The Cat Pea Technique: The Digital Portrait Experiment Is A Success
The Cat Pea Technique: The Digital Portrait Experiment Is A Success

Saturday • February 12th 2022 • 9:14:47 pm

The Cat Pea Technique: The Digital Portrait Experiment Is A Success

Saturday • February 12th 2022 • 9:14:47 pm

I was getting around to painting my favorite gym photo,
but I still had a problem with painting eyes.

So I felt like I needed one more practice test,
I remembered "Reddit Gets Drawn" from my days of I will never draw like that...

And while I am not a fan of social media,
there was a photo with good eyes I could practice on.

I am sure the internet stranger I painted,
will like it.

This was a very fun, but also exhausting challenge,
it probably took six or eight hours, and I had to get everything perfect in a single sitting.


The color palette approach, that I am just going to call Cat Pea Technique,
to keep things simple, worked flawlessly.

I did pre-process the image in GIMP,
enraging the eyes, making the mouth smaller, and above all to get a preview.

It was a very rough sketch,
it took 10 minutes, it had double eyebrows, things were overlapping...

But it was perfect,
it delivered, a preview, a rough outline of where the eyes, nose, ear, lips need to be; and of course; the color map.

You just can't go wrong,
when you already have everything as you start painting.


You know something, I did not outline things,
in the beginning, like in that ancient video from 1995 that I remember so vividly.

The person just did big blobs of paint,
I think they were using a reference image over the entire canvas.

I suspect everyone maybe doing it,
I wish this was more well known.

It is so sad that there are people out there,
who tried digital painting, and gave up, because they didn't know to stretch the reference image over the entire canvas.

Both for color,
and proportions.


I did solve the eye problem, I was stylizing them too much,
I can't just cut out a circle to make an iris - I needed to do it freehand, with an airbrush, like a landscape.

The uncanny valley effect was caused by perfection in the eyes,
paintings are meant to be flawed.

You can see the perfect imperfections in the final image,
that I linked to in my Reddit Gets Drawn post.


Finally, this also marks my first Time-lapse painting video,
this was on my todo since I was a teenager.


You can do this too, Art is for all now,
we are all artists.

You don't need hand eye coordination,
you don't need to use grids, just stretch out the reference image over your entire canvas, and set opacity to 50% and start painting.

Once you get all the big blobs of paint in,
once you have your eyes, iris, eyelids, nose highlights and nose holes, upper lip, the dividing shadow, lower lip.

Once you stop needing positioning information,
then drop the opacity of your reference image to 1%.

At 1% it is invisible to you,
but it will still respond to your color picker.

So as you do eyelid details, you just click the color picker in an era that feel wrong to you,
and you will get the color from the reference image - you will get the color that you should use for that spot.

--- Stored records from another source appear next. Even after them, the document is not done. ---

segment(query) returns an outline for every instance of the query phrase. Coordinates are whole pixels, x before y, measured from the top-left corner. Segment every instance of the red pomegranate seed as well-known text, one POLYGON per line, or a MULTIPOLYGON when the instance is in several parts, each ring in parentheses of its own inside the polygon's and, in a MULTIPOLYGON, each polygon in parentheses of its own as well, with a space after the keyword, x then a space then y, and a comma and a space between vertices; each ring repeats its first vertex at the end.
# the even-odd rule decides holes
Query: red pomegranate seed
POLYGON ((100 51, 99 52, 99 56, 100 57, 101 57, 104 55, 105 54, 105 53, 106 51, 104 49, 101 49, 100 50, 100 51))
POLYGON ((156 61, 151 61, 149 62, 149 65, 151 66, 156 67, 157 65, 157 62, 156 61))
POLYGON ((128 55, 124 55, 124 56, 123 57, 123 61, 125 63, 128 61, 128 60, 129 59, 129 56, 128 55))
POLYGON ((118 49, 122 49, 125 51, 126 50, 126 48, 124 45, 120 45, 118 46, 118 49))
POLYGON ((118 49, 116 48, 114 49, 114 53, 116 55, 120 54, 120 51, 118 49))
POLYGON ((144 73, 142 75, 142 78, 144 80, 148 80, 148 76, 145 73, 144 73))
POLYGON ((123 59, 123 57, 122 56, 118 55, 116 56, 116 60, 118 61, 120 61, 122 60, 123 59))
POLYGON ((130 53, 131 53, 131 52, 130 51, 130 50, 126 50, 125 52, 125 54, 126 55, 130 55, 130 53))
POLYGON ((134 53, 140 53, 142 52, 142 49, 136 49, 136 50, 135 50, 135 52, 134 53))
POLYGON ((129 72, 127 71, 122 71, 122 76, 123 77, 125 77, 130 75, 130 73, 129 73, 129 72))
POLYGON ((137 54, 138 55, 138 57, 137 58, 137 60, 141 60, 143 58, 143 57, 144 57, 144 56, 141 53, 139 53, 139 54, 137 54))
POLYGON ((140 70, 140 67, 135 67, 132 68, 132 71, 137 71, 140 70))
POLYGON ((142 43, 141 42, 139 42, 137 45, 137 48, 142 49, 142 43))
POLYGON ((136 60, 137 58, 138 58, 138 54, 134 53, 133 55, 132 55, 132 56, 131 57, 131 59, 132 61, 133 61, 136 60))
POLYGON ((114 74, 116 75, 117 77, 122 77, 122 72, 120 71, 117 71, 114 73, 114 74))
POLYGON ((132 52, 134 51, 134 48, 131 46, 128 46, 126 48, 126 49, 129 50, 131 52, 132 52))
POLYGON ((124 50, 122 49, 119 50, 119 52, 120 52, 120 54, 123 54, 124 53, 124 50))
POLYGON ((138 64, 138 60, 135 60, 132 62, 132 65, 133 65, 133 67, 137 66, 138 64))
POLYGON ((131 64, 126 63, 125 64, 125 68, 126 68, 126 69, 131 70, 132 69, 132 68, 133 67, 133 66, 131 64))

I wish you didn't have to get a Pen and Tablet,
because $40 bucks is still $40 bucks.

But the pressure sensor at the tip of the pen,
will let you slowly apply the color.

The mouse will just dump it in there,
but if you press gently with the pen, you will slowly apply the color - that is the painting part.

This is also why it is not paint by number,
because you are still using your heart, stylizing how much color you want in there.


Once you have the tablet and pen,
Krita the professional painting program is free.

And it does represent a job,
you are training yourself how to be a graphic designer, digital artist.

If art call to you, begin taking Krita Tutorials as soon as you order the tablet,
it is not a very difficult program - you only use five key combinations, if even that, mostly brush, eraser, merge layer.


Digital painting is for all, it loves all, but don't use a mouse, get a cheap pen and tablet,
and times have changed, technology made it so, that we are all artists now.

The entry barrier of shape and color,
that kept so many of us away, has fallen now - you are an artist.